Titular da Cadeira nº 8

O Vocabulário Ortográfico da Língua Portuguesa (VOLP), editado pela Academia Brasileira de Letras, elenca 381.000 palavras. Já o Dicionário Aurélio Online registra 435.000 verbetes.

É difícil alguém saber o significado de tantas palavras por mais que a pessoa tenha conhecimento do latim que originou a maior parte de nossas palavras, e também do grego, do tupi-guarani, do árabe, do inglês, do francês e de outras línguas que nos cederam palavras.

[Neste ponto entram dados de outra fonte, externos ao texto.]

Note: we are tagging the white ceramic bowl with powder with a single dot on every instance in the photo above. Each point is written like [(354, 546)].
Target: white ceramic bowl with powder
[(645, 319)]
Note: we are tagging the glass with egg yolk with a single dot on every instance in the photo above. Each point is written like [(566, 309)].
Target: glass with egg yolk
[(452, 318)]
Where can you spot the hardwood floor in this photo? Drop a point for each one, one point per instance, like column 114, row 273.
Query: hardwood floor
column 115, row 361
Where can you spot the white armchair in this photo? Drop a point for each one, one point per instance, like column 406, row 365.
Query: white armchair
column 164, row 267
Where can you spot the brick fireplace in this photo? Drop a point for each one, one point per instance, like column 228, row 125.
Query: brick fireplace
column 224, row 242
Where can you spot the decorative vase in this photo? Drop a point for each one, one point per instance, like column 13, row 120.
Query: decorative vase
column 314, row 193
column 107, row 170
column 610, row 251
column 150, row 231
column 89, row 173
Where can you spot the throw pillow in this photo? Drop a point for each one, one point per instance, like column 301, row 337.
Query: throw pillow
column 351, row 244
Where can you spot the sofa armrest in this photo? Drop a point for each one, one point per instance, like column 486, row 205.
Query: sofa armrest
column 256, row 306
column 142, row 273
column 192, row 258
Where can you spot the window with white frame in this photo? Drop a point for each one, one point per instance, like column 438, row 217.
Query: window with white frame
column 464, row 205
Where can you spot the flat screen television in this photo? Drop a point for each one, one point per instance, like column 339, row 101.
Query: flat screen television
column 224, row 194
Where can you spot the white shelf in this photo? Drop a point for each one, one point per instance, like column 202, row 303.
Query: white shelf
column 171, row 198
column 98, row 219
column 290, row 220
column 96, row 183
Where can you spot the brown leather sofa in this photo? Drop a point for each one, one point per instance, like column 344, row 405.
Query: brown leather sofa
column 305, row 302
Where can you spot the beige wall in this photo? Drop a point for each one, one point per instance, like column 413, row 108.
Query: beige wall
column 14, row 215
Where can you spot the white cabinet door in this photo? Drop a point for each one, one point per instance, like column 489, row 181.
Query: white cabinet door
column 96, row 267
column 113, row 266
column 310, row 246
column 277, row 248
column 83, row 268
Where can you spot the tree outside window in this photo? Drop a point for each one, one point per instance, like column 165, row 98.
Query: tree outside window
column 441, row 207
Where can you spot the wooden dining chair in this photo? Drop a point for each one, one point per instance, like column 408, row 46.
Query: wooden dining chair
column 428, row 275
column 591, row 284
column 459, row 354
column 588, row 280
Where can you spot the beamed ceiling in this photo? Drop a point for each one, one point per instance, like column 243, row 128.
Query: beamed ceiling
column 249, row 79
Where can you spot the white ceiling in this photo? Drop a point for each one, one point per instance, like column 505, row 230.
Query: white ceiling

Recorro em minhas leituras constantemente ao dicionário.

A palavra constante do dicionário tem o seu significado isolado de um contexto. Ela pode ser usada quando necessário. A palavra isolada não constrange ninguém quando empregada, embora seja, às vezes, de baixo calão. Com a associação de palavras é que se deve ter cuidado. O emprego de certas palavras, em determinado contexto, pode levar alguém à Justiça, acusado, e.c., de racismo. Por isso é preciso moderação e cuidado no emprego das palavras. Argumentar que a palavra está no dicionário não é justificativa para que se possa fazer uso dela sem ferir as pessoas. Trouxe à baila, neste espaço, o caso de uma senhora que, na Internet (Facebook), reclamara de alguém do emprego da palavra "autista" ligando-a a apreciações de ordem vária, estigmatizando a palavra, sentindo-se ela ofendida por ter dois filhos autistas. Sua reclamação, por ser numa rede social aberta, diferente do GDI (fechada), ganhou espaço na mídia e o autor se desculpou. Mas a referida senhora não recebeu de Leandro Karnal o devido pedido de desculpa, pelo uso negativo também do mesmo termo, limitando ele a dar uma resposta evasiva. Talvez ele se julgasse o todo-poderoso por se tratar de renomado conferencista e professor universitário.

Quanto a mim, evito usar palavras como autista, esquizofrênico, microcefálico, anão etc, em comparações com fatos de qualquer natureza a fim de que pessoas que sofrem com os problemas de familiares portadores de tais doenças ou síndromes não se sintam atingidas, nem humilhadas e nem constrangidas. Sei que comparações, figuras de palavras ou de estilo enriquecem  o texto, mas devemos ter o devido cuidado para não melindrar ou humilhar as pessoas. A pessoa humana merece respeito em toda e qualquer situação. Merece respeito de todos mesmo daqueles que não professam qualquer credo, quanto mais dos que são ou se dizem cristãos.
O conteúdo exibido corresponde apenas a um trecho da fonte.